Does medical cannabis treat anxiety or depression?
What the evidence shows
A large international review of randomized trials — the broadest synthesis to date — found no convincing evidence that medical cannabis is effective for common psychiatric conditions such as anxiety, depression or post‑traumatic stress disorder. Researchers systematically pooled data from multiple high-quality clinical trials and concluded that, across the studies evaluated, benefits for these mental health conditions were minimal or absent.
The analysis focused on randomized, controlled trials rather than anecdotal reports or user surveys. That distinction matters because clinical trials are designed to separate true therapeutic effects from placebo responses and other biases.
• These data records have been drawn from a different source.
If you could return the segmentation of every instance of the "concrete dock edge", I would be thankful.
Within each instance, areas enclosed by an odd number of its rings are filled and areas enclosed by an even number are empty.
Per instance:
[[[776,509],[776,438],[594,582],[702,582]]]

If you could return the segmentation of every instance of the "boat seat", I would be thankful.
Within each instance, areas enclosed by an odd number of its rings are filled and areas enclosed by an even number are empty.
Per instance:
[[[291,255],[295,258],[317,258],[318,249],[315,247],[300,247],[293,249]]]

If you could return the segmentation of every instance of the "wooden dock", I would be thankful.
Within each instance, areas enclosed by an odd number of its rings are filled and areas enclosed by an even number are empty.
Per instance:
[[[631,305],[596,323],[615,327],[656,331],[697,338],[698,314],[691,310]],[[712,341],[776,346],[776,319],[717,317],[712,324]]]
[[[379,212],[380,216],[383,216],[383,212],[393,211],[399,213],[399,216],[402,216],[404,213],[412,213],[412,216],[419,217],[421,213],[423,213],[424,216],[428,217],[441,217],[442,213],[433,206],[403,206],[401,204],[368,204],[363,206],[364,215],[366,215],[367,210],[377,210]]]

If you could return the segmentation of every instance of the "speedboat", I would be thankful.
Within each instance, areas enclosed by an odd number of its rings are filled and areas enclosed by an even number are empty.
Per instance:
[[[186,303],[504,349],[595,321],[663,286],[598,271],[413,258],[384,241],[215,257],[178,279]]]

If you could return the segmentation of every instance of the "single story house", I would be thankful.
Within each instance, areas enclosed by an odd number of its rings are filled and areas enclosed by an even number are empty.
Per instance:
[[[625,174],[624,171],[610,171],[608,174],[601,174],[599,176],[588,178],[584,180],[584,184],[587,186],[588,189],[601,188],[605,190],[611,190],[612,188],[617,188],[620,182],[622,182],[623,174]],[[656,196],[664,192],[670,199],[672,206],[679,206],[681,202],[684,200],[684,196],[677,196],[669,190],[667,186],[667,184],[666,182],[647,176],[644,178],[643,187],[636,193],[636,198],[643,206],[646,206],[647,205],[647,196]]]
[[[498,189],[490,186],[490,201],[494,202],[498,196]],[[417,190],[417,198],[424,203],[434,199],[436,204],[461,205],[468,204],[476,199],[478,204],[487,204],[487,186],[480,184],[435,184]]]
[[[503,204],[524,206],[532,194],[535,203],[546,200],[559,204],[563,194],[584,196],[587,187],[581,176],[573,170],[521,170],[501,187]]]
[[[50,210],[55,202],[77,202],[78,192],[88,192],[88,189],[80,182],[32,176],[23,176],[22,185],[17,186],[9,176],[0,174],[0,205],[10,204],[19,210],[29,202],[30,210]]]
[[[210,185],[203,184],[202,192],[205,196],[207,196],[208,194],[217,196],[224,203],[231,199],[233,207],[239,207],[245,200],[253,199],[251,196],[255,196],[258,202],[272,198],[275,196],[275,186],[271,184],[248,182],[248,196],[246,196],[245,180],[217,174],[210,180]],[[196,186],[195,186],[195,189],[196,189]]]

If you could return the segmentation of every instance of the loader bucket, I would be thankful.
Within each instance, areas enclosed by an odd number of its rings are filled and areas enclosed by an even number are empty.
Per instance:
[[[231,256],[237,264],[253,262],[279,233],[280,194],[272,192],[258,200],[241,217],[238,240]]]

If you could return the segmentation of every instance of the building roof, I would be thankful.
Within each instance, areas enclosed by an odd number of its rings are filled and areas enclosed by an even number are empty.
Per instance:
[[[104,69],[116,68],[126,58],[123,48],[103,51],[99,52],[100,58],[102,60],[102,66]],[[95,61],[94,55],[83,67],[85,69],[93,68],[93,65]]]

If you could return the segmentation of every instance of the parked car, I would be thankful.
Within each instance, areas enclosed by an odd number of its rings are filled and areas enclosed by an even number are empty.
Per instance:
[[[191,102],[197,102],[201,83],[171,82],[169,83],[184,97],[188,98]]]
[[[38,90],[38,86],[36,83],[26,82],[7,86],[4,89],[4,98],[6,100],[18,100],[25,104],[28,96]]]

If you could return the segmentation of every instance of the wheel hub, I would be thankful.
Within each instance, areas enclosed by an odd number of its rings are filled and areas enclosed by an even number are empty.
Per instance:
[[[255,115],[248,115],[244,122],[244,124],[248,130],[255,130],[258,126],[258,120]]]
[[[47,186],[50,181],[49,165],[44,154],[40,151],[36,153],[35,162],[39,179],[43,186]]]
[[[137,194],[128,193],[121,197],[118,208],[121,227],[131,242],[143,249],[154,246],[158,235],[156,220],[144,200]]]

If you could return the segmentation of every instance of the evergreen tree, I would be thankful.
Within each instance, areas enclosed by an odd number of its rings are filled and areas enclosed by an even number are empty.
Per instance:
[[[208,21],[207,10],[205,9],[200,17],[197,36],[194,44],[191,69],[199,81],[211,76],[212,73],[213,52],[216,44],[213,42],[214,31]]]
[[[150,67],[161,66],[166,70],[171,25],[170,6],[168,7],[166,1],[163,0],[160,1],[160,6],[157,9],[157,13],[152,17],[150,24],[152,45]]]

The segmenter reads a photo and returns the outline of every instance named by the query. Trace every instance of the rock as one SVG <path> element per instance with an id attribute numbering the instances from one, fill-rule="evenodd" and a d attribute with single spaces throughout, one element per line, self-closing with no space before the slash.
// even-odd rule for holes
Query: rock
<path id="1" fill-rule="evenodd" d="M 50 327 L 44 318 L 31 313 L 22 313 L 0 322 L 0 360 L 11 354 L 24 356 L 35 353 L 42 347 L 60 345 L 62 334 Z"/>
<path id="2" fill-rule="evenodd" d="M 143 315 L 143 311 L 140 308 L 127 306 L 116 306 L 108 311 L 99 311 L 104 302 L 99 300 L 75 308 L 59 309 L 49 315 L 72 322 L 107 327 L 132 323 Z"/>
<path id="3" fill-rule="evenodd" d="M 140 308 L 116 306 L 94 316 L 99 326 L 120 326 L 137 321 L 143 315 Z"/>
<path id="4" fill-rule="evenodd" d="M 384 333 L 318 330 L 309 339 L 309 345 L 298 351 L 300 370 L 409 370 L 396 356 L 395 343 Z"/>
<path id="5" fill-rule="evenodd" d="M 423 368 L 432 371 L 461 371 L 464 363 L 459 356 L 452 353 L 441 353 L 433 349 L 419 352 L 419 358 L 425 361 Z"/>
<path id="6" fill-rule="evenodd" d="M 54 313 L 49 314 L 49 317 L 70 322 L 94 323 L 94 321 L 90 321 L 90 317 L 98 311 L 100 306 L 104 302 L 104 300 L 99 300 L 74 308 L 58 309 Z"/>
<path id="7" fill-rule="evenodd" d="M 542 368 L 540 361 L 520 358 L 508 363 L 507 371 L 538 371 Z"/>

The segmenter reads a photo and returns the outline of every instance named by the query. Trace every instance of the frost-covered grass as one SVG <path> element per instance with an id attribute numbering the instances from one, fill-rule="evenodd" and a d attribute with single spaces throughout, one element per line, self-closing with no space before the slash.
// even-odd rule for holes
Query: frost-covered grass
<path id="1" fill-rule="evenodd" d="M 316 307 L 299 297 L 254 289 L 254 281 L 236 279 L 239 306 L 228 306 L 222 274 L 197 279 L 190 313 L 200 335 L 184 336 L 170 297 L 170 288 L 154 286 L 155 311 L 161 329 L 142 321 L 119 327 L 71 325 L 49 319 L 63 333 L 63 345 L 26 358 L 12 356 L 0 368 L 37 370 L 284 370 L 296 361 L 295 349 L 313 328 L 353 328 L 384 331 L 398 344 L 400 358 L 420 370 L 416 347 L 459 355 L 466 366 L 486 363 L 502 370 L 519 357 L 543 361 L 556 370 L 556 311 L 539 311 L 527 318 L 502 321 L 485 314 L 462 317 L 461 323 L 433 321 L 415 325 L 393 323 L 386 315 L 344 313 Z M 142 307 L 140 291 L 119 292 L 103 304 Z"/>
The reviewers emphasized a consistent pattern: trials were often small, short-term, heterogeneous in the types and doses of cannabis products tested, and generally did not demonstrate reliable, clinically meaningful improvements in core psychiatric symptoms.
What clinicians and patients should take away
- Conditions assessed: anxiety disorders, depressive disorders, post‑traumatic stress disorder, and other common psychiatric presentations were among those reviewed.
- Current recommendation: Clinicians should be cautious about recommending cannabis as a treatment for these conditions given the lack of robust trial evidence.
- Risks and uncertainties: Cannabis use carries potential harms — including dependence, cognitive effects, and unpredictable responses depending on product composition — that must be balanced against any hoped-for benefits.
Research gaps
- Larger, longer, and better‑standardized trials are needed that test specific, clinically relevant formulations and dosing schedules.
- Studies should measure both symptom change and functional outcomes, and track adverse effects over longer follow‑up.
Until higher‑quality evidence emerges, established, evidence‑based treatments for anxiety and depression remain the recommended first‑line options.